ABC'S NEWSCAST GAINS ON NBC'S
A neck-and-neck race appears to be developing between the ABC and NBC nightly newscasts as ABC's World News With Charles Gibson continues to gain viewers and NBC Nightly News with Brian Williams continues to shed them. According to last week's Nielsen figures, the NBC newscast remains in the lead with 9.8 million viewers, while ABC's is close behind with 9.07 million. Among viewers aged 25-54, the race is tighter still with the NBC show registering 2.82 million and ABC's 2.72 million. The CBS Evening News With Katie Couric has shed the most viewers year-to-year and now attracts a total audience 7.37 million and 2.37 million younger viewers. In an interview with the Readers Digest, Couric said she remains "blissfully unaware" of the ratings, "but I am not exactly living under a rock, either. The bottom line is that seven and a half million people are watching us." She concluded, "I am just glad that I took a risk. And if I can inspire one little girl, then I feel great about that."
CUOMO NEARLY INJURED IN IRAQ
Good Morning America's Chris Cuomo narrowly missed becoming the latest journalist to join the wounded in the war in Iraq. On Tuesday a roadside bomb ripped into the armored Humvee in which he was riding, but the shrapnel missed him. "I got very, very lucky," Cuomo said in a telephone interview with the Washington Post. The incident, Cuomo suggested, was regarded as routine by the American soldiers with whom he was riding. "They go out day after day while people are trying to blow them up," he said. ABC News spokesman Jeffrey Schneider said that Cuomo had volunteered for the Iraq assignment. "It reminds you once again that Iraq is a terribly dangerous place, but a place where we owe it to our audience to tell the story of what soldiers go through on a daily basis," Schneider said.
MAUI TEENS IN A FEVER OVER MAUI FEVER
MTV's latest reality series Maui Fever is drawing flak from local teenagers who say that the show gives a distorted impression of life on the Hawaiian island, suggesting that it's a place where young people are always partying and hooking up for sex. Sixteen-year-old Nathan Ugale of Lahaina told the Maui News, "I don't want [tourists] to come to Maui and think that people are going to come up to their daughters, so 'I better keep them away.'" Another Lahaina sixteen-year-old, Abcde [sic] Shibao, told the newspaper, "They just show partying ... but [young people are] active in school, community and sports." Several objected to the fact that all of the people selected for the show are white -- or "haoles," to use the local epithet.

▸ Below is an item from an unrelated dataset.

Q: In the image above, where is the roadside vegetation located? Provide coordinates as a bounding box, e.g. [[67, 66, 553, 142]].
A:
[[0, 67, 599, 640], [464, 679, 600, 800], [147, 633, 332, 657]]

SHOULD GREY'S WASHINGTON "COME OUT?"
ABC has brushed aside proposals by gay activists that Grey's Anatomy costar Isaiah Washington's character should become gay. The actor was recently called on the carpet by producers of the show, fellow actors, and network executives for using an anti-gay slur on the set of the show and repeating it at the Golden Globes awards. An ABC spokesperson told today's (Wednesday) Philadelphia Inquirer: "That is not part of his story line, and it wouldn't make sense for the character." Larry Gross, director of USC's Annenberg School for Communication, added, "ABC won't do it. ... It would be a constant reminder of this incident and would keep it fresh in the minds of viewers." Washington has previously played a gay man -- in Spike Lee's 1996 film Get on the Bus.